Êlih Tabip Odası ile Wan Emek ve Demokrasi Platformu, TTB Merkez Konseyi üyelerinin görevden alınması kararına tepki göstererek, görevden almanın tarihte bir ilk olduğu söyleyedi
Türk Tabipleri Birliği (TTB) Merkez Konseyi üyelerinin görevden alınması kararı Êlih’te (Batman) ve Wan’da protesto edildi.
Yılmaz Güney Parkı’nda Êlih Tabip Odası tarafından yapılan eyleme, SES, görevden alınarak, yerine kayyım atanan Êlih Belediyesi Eşbaşkanı Songül Korkmaz, DBP MYK Üyesi Murat Kılıç, HEDEP, DBP, Êlih Emek ve Demokrasi Platformu yöneticileri destek verdi.
Açıklamada konuşan Êlih Tabip Odası Başkanı Sertaç Adıgüzel, kayyım uygulamalarının darbe pratiği olduğunu belirterek, “TTB kurulduğu günden bu yana toplumcu hekimliği savunmuş, halk sağlığını öncelemiş, sağlığın belirleyicileri olarak da Dünya Sağlık Örgütünün tanımladığı biyolojik, fiziksel, psikolojik olarak iyilik halinde olma tanımına siyasal iyilik halini de eklemiştir” dedi.

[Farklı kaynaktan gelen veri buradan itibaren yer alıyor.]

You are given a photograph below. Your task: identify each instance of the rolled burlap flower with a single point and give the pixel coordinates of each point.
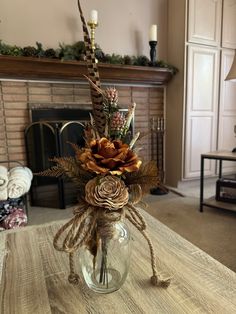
(108, 192)
(106, 156)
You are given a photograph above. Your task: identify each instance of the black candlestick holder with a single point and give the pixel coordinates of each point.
(153, 44)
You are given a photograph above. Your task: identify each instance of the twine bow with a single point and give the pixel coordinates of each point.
(78, 231)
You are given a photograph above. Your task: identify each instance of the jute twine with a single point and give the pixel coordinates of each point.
(78, 231)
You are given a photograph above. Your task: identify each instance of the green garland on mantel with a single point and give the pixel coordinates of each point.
(76, 51)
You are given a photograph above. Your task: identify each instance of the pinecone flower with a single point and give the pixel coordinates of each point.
(109, 192)
(108, 157)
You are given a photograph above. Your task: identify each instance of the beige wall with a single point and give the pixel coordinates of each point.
(123, 24)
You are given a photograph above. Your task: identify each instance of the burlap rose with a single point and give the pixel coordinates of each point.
(108, 192)
(106, 156)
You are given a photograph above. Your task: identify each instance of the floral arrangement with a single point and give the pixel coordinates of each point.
(108, 173)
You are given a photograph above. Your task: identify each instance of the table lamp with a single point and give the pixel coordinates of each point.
(232, 77)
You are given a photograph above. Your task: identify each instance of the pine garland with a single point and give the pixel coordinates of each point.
(77, 52)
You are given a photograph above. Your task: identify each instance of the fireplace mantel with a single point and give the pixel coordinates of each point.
(27, 68)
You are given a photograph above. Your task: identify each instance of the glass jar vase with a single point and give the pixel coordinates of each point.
(106, 271)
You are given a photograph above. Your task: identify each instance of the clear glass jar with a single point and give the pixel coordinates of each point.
(108, 270)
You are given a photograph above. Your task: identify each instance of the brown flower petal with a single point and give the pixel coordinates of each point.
(109, 156)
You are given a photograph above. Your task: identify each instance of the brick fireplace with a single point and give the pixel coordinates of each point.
(18, 97)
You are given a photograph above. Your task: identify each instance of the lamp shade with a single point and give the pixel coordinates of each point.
(232, 72)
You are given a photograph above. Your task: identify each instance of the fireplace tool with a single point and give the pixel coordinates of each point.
(157, 136)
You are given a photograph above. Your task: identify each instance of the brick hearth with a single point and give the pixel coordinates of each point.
(17, 97)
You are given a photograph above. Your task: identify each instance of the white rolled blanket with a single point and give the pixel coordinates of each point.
(19, 181)
(3, 183)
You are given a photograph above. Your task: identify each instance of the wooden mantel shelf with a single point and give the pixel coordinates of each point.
(47, 69)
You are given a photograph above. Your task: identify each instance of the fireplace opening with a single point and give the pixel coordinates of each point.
(47, 137)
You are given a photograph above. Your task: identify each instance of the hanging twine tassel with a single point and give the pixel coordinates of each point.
(138, 221)
(73, 277)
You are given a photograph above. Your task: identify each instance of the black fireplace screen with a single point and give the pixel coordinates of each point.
(47, 137)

Adıgüzel, TTB’nin 12 Eylül Askeri diktatörlük koşullarında ölüm cezasına karşı durmuş, 90’lı yıllarda yayınladığı Güneydoğu raporu ile faili meçhul cinayetlere ve Kürt sorunun barışçıl çözümüne vurgu yaptığını, 2000’li yılların başında açlık grevi yapanların zorla beslenmelerinin kişi hürriyetinin ve iradesinin gaspı olduğunu belirttiğini, 2018 yılında ‘Savaş bir halk sağlığı sorunudur’ deklarasyonunu yayınladığını hatırlattı.

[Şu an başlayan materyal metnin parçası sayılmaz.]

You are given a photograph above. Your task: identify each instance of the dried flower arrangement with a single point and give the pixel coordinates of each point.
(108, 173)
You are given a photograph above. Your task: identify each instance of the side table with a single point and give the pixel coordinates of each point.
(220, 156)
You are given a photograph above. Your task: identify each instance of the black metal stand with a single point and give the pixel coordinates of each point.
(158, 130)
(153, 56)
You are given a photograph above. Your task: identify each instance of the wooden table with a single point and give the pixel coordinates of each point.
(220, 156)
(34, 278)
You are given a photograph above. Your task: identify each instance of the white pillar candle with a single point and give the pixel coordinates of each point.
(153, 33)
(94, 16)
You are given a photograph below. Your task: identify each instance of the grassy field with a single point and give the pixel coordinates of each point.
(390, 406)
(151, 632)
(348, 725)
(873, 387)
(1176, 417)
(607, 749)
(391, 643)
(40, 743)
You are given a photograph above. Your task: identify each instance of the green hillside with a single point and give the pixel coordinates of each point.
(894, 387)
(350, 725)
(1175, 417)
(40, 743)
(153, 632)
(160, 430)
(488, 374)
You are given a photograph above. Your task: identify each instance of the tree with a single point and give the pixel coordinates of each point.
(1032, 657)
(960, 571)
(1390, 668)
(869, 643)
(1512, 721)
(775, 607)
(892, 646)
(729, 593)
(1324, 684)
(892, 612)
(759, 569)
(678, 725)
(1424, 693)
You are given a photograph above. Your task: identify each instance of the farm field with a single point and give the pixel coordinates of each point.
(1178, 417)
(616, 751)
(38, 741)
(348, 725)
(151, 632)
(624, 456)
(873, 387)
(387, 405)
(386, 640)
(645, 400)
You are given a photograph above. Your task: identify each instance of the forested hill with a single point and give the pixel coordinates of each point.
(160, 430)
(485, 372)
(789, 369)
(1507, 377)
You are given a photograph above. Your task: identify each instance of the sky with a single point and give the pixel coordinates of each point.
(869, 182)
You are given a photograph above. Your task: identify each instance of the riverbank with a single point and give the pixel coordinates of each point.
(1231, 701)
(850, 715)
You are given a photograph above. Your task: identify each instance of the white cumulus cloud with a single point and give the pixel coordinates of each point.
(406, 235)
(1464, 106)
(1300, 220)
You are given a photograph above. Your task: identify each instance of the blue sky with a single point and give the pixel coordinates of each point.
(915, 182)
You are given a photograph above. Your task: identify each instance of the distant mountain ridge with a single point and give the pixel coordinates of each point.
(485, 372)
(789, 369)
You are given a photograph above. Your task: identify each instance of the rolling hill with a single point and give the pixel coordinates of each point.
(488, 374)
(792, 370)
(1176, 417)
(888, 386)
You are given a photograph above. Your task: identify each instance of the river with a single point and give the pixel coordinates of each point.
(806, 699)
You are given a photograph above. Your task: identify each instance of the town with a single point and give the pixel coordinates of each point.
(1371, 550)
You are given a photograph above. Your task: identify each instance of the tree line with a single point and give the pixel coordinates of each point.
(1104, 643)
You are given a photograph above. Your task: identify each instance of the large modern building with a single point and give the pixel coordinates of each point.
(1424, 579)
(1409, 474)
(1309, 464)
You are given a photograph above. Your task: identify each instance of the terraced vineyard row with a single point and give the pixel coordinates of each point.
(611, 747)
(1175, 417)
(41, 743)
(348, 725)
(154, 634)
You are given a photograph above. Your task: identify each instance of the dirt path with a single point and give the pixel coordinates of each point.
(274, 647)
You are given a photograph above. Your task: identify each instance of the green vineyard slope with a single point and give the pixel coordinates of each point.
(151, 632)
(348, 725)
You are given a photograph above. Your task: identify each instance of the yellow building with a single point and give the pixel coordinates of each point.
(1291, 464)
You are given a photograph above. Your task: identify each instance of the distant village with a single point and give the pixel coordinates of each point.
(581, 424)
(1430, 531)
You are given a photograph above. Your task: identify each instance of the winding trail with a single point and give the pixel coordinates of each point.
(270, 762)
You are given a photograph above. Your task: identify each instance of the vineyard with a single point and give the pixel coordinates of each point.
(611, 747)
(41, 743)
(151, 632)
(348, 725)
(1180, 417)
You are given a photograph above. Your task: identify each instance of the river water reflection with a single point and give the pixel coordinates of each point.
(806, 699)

TTB’nin savaşın yol açtığı tüm tahribatları bütüncül olarak ele aldığını ifade eden Adıgüzel, “Bu minvalde insan sağlığına etki eden biyolojik ve kimyasal silahların da kullanımına karşı olmuş, bu silahların toplumu, çevreyi, hayvanları da etkileyen doğa düşmanı, ekoloji düşmanı bir metot olduğunu da vurgulamıştır. TTB sağlıklı olma hakkının temel insan haklarından olduğunu, özgür kararlar verebilme, güvenli bir ortamda yaşama ve barış halinde yaşama hakkından bağımsız olmadığını vurgulayan savaş karşıtı bir örgüttür” dedi.
‘İlk defa bir kamu kurumuna kayyım atanıyor’

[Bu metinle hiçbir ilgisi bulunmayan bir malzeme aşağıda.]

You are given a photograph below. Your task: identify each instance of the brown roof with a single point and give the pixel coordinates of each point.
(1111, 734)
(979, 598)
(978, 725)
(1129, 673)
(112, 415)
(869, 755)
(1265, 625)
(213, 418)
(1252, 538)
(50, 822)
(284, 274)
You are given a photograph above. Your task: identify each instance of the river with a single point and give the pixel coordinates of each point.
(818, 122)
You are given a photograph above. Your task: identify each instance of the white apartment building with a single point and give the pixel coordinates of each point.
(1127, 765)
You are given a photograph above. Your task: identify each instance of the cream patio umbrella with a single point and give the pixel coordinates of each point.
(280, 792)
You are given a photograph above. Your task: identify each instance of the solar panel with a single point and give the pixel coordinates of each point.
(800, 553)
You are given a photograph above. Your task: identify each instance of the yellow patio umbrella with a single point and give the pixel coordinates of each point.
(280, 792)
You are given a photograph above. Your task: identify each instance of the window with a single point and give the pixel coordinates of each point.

Türkiye tarihinde bir ilkin gerçekleştirilip kamu kurumu niteliğindeki bir meslek örgütüne kayyım atandığını belirten Adıgüzel, “Alternatif baro açma, sarı sendikalar kurma, emek meslek örgütlerinin yasal zeminini ortadan kaldırma çalışmaları yeterli olmadı ki; iş kayyum uygulamasına kadar geldi. Bu uygulama ile mesleklerini etik değerleri ile liyakat sahibi olarak gerçekleştirmeye çalışan emek-meslek örgütleri, sendika, demokratik kitle örgütleri aktivistlerine korku salmak ve özgün çalışmalarına son verilmek istendi” ifadelerini kullandı.
‘Yargı eliyle darbe yapıldı’
Wan Emek ve Demokrasi Platformu da Wan-Colemêrg Tabipler Odası binası önünde basın açıklaması gerçekleştirdi.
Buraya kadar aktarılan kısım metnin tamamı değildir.